Is VET or BTE or CVE or MEG or PBA better for a retirement portfolio?

For long-horizon retirement investors, Vermilion Energy Inc.

(VET) is the stronger choice — it scores higher on the combination of lower volatility, dividend reliability, and long-term compounding (low volatility (β -0. 18), 4. 1% yield). Montrose Environmental Group, Inc. (MEG) carries a higher beta of 1. 66 — meaning larger drawdowns in market downturns, which matters significantly when you cannot wait years for a recovery. Both have compounded well over 10 years (VET: -39. 7%, MEG: -30. 1%), confirming both are viable long-term holds — but the lower-volatility option typically results in less emotional selling during corrections. Retirement portfolios generally favour predictability over maximum returns.

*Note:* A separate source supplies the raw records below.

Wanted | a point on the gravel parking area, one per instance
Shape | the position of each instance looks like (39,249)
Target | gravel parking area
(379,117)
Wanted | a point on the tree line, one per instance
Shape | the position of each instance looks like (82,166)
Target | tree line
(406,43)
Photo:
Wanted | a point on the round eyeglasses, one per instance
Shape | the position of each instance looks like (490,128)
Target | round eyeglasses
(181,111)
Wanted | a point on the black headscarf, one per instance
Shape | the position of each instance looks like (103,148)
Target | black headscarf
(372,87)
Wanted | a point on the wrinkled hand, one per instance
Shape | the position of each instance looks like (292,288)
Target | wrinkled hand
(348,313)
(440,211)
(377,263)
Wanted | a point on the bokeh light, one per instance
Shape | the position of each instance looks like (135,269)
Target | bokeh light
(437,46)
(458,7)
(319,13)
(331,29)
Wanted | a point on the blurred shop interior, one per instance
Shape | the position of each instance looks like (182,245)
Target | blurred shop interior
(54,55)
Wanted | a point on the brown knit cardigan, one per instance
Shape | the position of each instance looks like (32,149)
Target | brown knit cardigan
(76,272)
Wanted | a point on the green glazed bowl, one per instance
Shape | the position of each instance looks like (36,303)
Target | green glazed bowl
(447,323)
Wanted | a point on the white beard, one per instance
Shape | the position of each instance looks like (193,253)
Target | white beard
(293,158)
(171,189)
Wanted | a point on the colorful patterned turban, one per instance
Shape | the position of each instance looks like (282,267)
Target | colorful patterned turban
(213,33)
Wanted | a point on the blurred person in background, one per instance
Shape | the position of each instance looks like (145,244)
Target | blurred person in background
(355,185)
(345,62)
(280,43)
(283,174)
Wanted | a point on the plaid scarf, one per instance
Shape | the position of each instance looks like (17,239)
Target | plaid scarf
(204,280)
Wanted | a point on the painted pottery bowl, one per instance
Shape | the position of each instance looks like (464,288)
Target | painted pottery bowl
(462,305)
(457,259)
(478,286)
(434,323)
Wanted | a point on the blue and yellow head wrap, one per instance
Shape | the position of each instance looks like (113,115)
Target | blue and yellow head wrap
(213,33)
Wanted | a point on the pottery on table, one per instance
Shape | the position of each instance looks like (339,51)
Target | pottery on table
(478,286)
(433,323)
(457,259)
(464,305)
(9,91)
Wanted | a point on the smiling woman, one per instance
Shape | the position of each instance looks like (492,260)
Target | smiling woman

Consult a financial advisor before making allocation decisions.

10

What are the main differences between VET and BTE and CVE and MEG and PBA?

These companies operate in different sectors (VET (Energy) and BTE (Energy) and CVE (Energy) and MEG (Industrials) and PBA (Energy)), which means they face different economic cycles, regulatory environments, and macro sensitivities — making direct comparison nuanced.

In terms of investment character: VET is a small-cap income-oriented stock; BTE is a small-cap quality compounder stock; CVE is a mid-cap quality compounder stock; MEG is a small-cap high-growth stock; PBA is a mid-cap income-oriented stock. These fundamental differences mean investors should not choose between them on a single metric — the "better stock" depends entirely on which of these characteristics aligns with your investment strategy.